That’ll stop the knife crime! Met officers are branded a ‘total disgrace’ for performing a dance routine as part of a ‘youth engagement’ event in a crime-ridden London suburb
Footage from a ‘youth engagement’ community event in Edmonton last Saturday shows the four PCs and a sergeant busting moves to Run-DMC’s 1983 hip hop song It’s Like That.
Their routine, which lasted about a minute on stage and included synchronised moves, was met with some applause – but not all were impressed.
Mick Neville, a retired senior Scotland Yard detective, told The Sun: ‘It’s a total disgrace. People don’t want to see police dancing in the street. Edmonton is a high crime area. These officers should be on patrol, not dad dancing.’
These five police officers have been branded a ‘disgrace’ for performing a TikTok-style dance in a north London suburb with a high crime rate
Footage from a ‘youth engagement’ community event in Edmonton last Saturday shows the four PCs and a sergeant busting moves to Run-DMC’s 1983 hip hop song It’s Like That
The officers’ attempt at engaging effectively with locals also led to a backlash on social media.

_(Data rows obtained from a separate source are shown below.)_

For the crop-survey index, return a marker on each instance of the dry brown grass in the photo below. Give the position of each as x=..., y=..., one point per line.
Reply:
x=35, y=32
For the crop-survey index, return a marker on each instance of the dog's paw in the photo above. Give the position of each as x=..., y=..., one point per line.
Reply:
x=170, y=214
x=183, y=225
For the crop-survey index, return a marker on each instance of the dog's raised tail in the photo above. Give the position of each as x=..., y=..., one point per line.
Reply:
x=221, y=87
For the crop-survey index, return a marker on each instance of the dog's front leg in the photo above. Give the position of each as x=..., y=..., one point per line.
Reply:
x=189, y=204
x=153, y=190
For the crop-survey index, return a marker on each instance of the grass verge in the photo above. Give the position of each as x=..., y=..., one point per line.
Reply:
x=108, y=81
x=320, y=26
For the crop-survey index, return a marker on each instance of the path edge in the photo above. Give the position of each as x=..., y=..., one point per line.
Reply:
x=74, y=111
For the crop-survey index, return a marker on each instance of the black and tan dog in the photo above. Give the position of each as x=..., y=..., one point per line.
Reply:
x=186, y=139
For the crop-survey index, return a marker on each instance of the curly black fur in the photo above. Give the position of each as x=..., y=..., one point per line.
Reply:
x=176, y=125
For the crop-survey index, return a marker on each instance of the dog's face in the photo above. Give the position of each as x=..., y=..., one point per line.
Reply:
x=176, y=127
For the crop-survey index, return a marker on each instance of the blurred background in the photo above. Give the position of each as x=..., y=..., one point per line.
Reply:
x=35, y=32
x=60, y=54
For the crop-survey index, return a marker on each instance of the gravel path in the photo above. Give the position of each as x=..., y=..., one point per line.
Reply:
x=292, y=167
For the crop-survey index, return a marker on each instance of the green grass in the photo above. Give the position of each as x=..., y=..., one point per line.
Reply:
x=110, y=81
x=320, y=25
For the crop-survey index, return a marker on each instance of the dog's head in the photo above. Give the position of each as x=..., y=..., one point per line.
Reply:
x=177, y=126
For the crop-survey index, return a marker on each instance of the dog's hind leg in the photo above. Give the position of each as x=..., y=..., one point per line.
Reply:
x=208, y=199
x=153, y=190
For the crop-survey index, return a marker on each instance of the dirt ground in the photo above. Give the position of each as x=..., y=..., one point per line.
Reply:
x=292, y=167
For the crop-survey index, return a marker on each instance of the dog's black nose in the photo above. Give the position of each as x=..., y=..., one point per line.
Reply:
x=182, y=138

One Twitter user said: ‘That’s why they didn’t have enough time to properly investigate when my van got broken into and I lost all my tools.’

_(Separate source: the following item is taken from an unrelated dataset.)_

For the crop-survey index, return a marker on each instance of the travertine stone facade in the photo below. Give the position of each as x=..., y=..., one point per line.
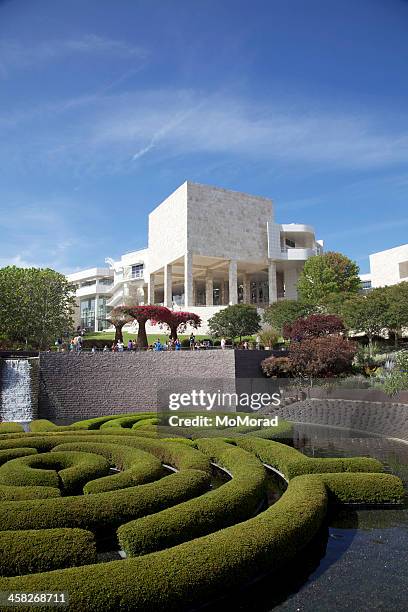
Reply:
x=209, y=247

Another said: ‘And with them dance moves, there was never any more stabbings in London.’
The police team tweeted positive vibes. However, their routine did lead to a backlash on social media. In March this year, 387 crimes were reported in Edmonton
Meanwhile, actor/activist Laurence Fox posted: ‘The @metpoliceuk gather to celebrate the eradication of all crime in London. Well done chaps and chapesses.’
Some, however, did show appreciation, with one tweet reading: ‘What is wrong with the police participating in a pre-arranged event designed to engage with young people in a deprived area of London?’
Following the event, the Edmonton Green police team tweeted: ‘Thank you for your support. The idea behind the event was a rap battle, dance off, sing off involving the community.
‘As part of that we were asked [to] do a dance (and sing)… so as a neighbourhood team, we did… to be part of the community.’
In March this year, 387 crimes were reported in Edmonton, according to www.police.uk.
These included 142 reports of anti-social behaviour; 63 violence and sexual offences; 35 drug-related crimes; and 147 classed as ‘other’.